Entropy: Higher entropy values, indicating greater unpredictability.
Cryptographic Suitability: Better for cryptographic applications due to uniformity and high entropy.

Case B

Patterns: The distributions for \( g = 3, 6, 9, 12 \) show noticeable patterns and less uniformity.
Entropy: Lower entropy values, indicating predictability.
Vulnerabilities: Potential weaknesses due to lower entropy and predictable outputs.

Computing Entropy and Diversity Indexes

Entropy measures the randomness in the distribution:

\( H(Y) = -\sum_{i} P(Y = y_i) \log_2 P(Y = y_i) \)

Higher Entropy: Indicates a more uniform distribution, desirable in cryptographic applications.
Lower Entropy: Suggests predictability and potential vulnerabilities.

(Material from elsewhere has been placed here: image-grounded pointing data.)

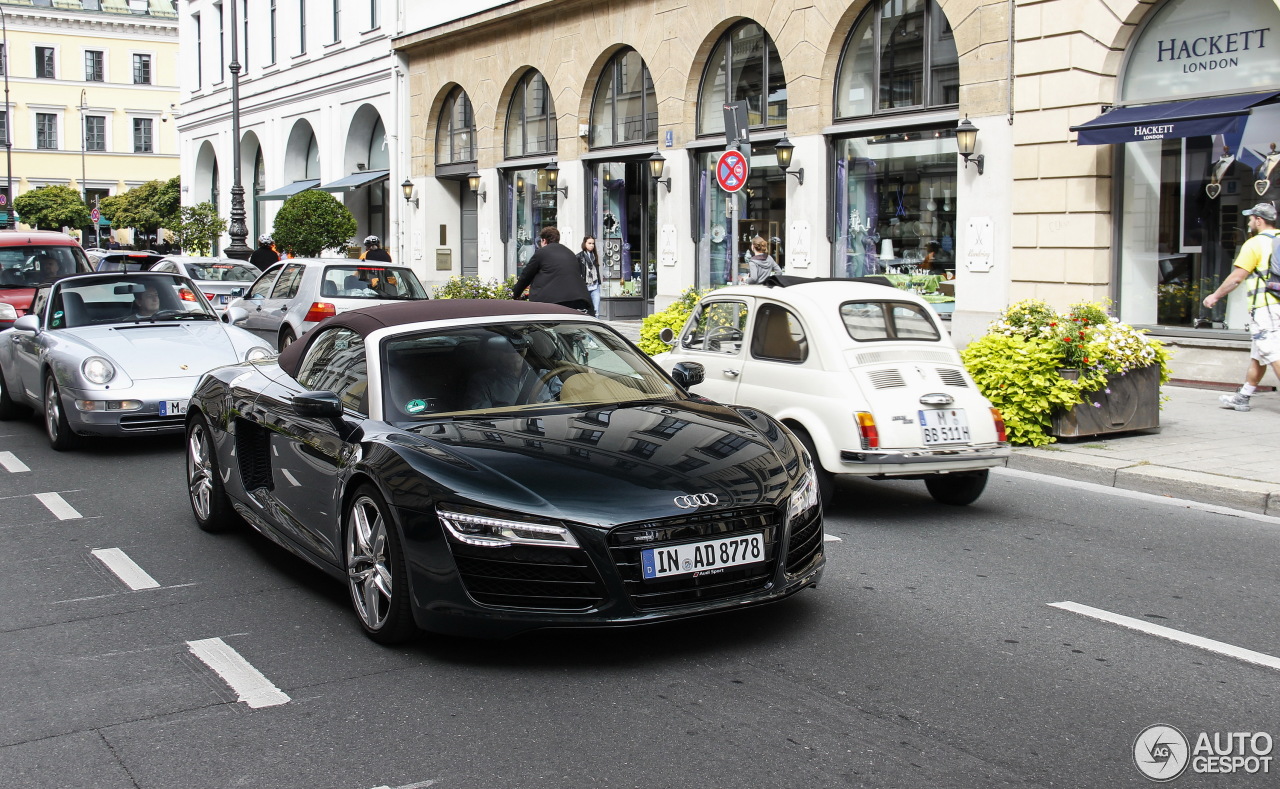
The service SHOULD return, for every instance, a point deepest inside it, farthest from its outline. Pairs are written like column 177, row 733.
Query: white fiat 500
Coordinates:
column 862, row 373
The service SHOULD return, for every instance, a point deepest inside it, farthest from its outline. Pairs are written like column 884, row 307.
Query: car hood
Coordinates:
column 613, row 465
column 163, row 350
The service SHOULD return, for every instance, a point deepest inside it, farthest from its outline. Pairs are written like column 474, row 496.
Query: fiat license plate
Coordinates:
column 696, row 559
column 949, row 425
column 173, row 407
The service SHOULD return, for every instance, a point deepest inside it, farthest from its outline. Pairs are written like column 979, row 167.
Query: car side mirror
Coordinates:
column 688, row 374
column 27, row 323
column 319, row 405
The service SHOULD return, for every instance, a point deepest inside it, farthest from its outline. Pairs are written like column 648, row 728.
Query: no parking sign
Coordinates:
column 731, row 170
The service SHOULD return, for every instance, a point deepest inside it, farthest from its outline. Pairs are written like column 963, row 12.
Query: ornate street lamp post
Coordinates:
column 237, row 231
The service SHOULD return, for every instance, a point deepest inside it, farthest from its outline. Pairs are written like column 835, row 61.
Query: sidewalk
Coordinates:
column 1202, row 452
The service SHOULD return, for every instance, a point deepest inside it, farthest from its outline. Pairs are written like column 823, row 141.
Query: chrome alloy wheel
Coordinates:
column 369, row 574
column 200, row 475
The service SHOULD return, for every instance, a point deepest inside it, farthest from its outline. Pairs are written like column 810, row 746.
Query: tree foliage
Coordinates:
column 199, row 227
column 51, row 208
column 311, row 222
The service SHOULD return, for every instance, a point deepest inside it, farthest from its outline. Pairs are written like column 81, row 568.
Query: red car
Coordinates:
column 27, row 260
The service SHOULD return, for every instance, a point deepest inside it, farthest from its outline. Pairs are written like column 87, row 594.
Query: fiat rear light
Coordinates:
column 1001, row 434
column 867, row 431
column 319, row 311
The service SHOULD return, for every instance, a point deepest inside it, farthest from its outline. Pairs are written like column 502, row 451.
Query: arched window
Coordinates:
column 624, row 108
column 744, row 67
column 455, row 136
column 901, row 55
column 531, row 118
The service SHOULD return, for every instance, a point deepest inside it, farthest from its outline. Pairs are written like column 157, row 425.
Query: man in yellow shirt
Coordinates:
column 1253, row 263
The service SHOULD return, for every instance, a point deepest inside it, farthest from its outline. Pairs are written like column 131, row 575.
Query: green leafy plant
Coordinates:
column 51, row 208
column 672, row 318
column 1018, row 363
column 475, row 287
column 311, row 222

Cryptographic Implications

Case A Advantages

High Entropy: Uniform distributions make it difficult to predict \( Y \) without knowing \( U \) or \( g \).
Primitive Roots: The chosen \( g \) values (2, 3, 10, 17) are primitive roots modulo 19, ensuring maximal cycle lengths and uniformity.
Security: Enhanced cryptographic strength due to unpredictability.

Case B Vulnerabilities

Low Entropy: Non-uniform distributions with discernible patterns.
Predictability: Easier to guess or infer \( Y \), reducing security.
Subgroup Attack Risks: \( g \) values are not primitive roots modulo 15, leading to smaller subgroup orders.

Reason for Choosing \( g = 2, 3, 10, 17 \) in Case A

- **Primitive Roots Modulo 19**: These values are generators of the multiplicative group modulo 19.

- **Maximal Periods**: Ensure that \( g^U \mod n \) cycles through all possible residues before repeating.

- **Uniform Distribution**: Leads to higher entropy and better cryptographic properties.

Spotting Errors in the Exercise

- **Possible Error**: Using a composite modulus \( n = 15 \) instead of a prime number.

- **Implication**: Composite moduli can introduce vulnerabilities due to the presence of factors and non-invertible elements.

- **Correction**: For cryptographic purposes, it is preferable to use a prime modulus to ensure a cyclic group and maximal entropy.

Note: The code snippets provided can be run in a web browser environment. Ensure that you include the necessary libraries and that your JavaScript environment supports the BigInt data type for large integer calculations.